Can one person really make you happy?
If you had asked me this question as a fresh-faced, deeply naïve 19-year-old, I would have answered with a resounding, yes. That this man that I had just fallen deeply in lust/love with was all I would need and he would have said the same thing. Because – love.
As someone who has now been with the same partner for almost 20 years and also, as a 38-year-old married mother of three, I’d now tell you that no, it’s not only unfair, it’s unnatural to expect any one person to make you happy.
A much wiser and older friend of mine once said to me that true love isn’t looking at each other, it’s looking in the same direction.
I of course, being 19 and dating the hottest guy I’d ever laid eyes upon, mentally scoffed and politely appeared to take her advice. And I’ll admit, it took some time for me to understand what she meant. That one person cannot fulfill us, forever. That our girlfriends, our siblings, our parents, our grandparents, our work colleagues, hell, even strangers on the street, all play a vital role in what makes us, as people, us.

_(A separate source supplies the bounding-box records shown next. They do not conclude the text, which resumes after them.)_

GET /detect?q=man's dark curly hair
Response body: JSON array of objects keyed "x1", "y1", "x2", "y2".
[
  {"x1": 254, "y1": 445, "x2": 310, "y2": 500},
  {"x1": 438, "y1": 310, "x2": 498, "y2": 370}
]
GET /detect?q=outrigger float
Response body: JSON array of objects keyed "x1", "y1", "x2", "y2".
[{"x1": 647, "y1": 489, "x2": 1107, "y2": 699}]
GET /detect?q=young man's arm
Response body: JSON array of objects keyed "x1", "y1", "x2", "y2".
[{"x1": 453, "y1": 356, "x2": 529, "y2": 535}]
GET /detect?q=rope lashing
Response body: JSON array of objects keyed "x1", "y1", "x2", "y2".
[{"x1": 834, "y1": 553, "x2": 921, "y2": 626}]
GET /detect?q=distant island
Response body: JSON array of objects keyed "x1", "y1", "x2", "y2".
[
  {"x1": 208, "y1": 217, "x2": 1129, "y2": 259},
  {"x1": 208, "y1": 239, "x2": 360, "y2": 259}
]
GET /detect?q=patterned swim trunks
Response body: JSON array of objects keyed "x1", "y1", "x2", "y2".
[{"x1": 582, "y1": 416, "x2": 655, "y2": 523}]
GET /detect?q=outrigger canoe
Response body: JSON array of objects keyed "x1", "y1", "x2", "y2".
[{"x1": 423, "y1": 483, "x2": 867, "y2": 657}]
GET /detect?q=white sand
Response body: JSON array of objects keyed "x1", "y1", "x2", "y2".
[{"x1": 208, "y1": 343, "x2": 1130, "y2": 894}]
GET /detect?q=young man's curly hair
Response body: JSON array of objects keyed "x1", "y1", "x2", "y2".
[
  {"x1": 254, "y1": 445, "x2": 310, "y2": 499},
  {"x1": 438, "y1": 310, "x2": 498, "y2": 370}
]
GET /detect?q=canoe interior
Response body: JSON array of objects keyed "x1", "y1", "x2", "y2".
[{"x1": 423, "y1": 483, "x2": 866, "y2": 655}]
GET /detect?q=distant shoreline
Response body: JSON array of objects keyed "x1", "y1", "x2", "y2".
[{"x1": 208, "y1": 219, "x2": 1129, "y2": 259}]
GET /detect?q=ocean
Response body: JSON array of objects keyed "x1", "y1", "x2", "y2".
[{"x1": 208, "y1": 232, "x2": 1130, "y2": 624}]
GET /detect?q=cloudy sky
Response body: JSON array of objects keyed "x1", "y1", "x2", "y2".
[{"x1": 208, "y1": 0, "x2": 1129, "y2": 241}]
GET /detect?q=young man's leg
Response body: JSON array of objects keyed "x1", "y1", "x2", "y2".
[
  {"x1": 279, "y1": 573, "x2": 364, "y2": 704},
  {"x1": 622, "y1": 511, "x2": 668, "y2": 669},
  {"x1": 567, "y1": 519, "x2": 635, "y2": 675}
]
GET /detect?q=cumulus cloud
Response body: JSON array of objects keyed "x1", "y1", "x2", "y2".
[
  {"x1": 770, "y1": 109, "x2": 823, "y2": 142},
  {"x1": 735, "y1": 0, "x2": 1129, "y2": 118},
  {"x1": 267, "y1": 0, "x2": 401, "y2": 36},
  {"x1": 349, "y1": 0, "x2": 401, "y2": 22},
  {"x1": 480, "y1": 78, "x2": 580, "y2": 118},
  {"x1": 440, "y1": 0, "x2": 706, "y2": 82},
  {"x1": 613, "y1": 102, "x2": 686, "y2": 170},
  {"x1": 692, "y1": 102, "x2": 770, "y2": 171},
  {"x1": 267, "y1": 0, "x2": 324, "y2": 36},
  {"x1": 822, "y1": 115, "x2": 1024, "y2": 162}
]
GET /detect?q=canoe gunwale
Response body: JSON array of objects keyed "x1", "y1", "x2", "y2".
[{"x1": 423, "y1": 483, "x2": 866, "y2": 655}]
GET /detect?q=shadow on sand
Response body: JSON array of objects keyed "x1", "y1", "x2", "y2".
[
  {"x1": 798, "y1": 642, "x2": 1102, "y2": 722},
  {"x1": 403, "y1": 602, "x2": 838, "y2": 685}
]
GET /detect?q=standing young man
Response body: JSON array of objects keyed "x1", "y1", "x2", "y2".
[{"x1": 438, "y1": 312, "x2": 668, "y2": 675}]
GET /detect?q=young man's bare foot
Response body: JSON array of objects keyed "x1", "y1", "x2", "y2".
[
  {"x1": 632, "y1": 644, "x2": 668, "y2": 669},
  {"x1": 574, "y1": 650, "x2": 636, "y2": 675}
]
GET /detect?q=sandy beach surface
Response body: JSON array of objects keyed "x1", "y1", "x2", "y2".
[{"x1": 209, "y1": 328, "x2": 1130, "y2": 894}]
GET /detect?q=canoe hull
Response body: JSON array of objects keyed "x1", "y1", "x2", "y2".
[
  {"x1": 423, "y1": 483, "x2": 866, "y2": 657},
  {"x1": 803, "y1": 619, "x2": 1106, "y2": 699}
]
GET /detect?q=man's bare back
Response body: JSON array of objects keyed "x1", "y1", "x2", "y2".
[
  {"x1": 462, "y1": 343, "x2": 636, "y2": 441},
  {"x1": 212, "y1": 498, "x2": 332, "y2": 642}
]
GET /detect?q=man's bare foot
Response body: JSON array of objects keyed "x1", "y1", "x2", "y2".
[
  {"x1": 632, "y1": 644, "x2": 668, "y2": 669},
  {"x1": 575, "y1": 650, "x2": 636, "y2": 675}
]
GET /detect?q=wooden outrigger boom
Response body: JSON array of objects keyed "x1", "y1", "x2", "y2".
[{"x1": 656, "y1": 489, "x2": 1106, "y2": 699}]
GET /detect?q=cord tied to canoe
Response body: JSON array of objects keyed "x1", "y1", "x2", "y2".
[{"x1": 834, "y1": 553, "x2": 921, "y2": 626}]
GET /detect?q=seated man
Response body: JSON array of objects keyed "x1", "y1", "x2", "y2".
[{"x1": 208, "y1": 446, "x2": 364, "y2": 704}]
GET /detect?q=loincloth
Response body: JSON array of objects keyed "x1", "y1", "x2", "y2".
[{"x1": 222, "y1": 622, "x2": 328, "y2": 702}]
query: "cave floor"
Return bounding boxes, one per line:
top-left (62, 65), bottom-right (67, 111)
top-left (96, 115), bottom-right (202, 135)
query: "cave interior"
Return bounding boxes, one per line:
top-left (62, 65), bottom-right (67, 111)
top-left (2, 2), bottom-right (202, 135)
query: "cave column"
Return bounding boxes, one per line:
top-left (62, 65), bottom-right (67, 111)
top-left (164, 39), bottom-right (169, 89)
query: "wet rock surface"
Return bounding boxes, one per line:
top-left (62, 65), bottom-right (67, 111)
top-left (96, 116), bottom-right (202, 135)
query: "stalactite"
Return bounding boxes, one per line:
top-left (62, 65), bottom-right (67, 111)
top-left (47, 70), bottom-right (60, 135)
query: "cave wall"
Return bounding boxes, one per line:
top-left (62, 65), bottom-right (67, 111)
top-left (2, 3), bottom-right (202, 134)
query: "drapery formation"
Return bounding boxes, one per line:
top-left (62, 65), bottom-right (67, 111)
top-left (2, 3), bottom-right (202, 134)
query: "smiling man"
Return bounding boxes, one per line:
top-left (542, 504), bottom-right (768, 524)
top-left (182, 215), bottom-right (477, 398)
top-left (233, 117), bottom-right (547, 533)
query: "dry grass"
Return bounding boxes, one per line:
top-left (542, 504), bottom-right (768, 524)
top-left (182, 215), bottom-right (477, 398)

Gone Girl actor, Rosamund Pike, whose movie is being held up as a something of a dark fable about marriage, keeps getting asked about marriage, and these comments of her’s raised a few eyebrows:
“Women have ridiculous expectations of their mate. In my grandmother’s day, you wouldn’t expect your husband to fulfil the same need in you as your sister, or girlfriends, or colleagues at work. You’d have different needs met by different people. Now we want all our needs met by one person, and I don’t believe that’s possible. Or rather, it is, but I don’t think it’s universally achievable.”
Not only is unachievable, it’s not healthy. I’m sure many of you can relate to that one friend of yours who simply falls off the radar when they meet someone new.
Being so infatuated with that person that when they come back up for air, it’s too late, you’re no longer there for them. It is hard to not fall utterly and deeply so in love with someone, that you feel as if they are your only source of oxygen but unfortunately, that’s just science fucking with you.
It’s all part of the three phases of falling in love being 1) lust, 2) attraction and 3) attachment, all driven my hormones and chemicals. We are biologically designed to feel this way or quite simply, the human race would die off.
To expect your mate to be your primary source of validation and happiness not only puts an awful lot of pressure on the relationship, it puts far too expectation upon them as a person.
It also leaves you wide open for crushing, often unrecoverable heartbreak, should it end. YOU are responsible for making yourself happy. From other people we should draw qualities we admire and share with them, what makes us feel good. We also need to understand that relationships work both ways. We need to make sure we are sharing love, not simply expecting it from that other person.
Rosumund also believes that separation is key to a relationship
“I go out with my partner and we are put next to each other – there’s a feeling of, ‘What, you don’t think we can’t operate without each other?’ I don’t need him as a crutch. Of course, he’s the person I want to go home with but he’s not necessarily the person I want to sit next to. I’d rather meet someone new, and he would too.”
I think if we could all head into relationships as confident people who actually like ourselves first, we’d allow that person to complement us, not complete us.
How about you? Do you rely on your partner to complete you? Or would you say that to expect this will be the undoing of a relationship?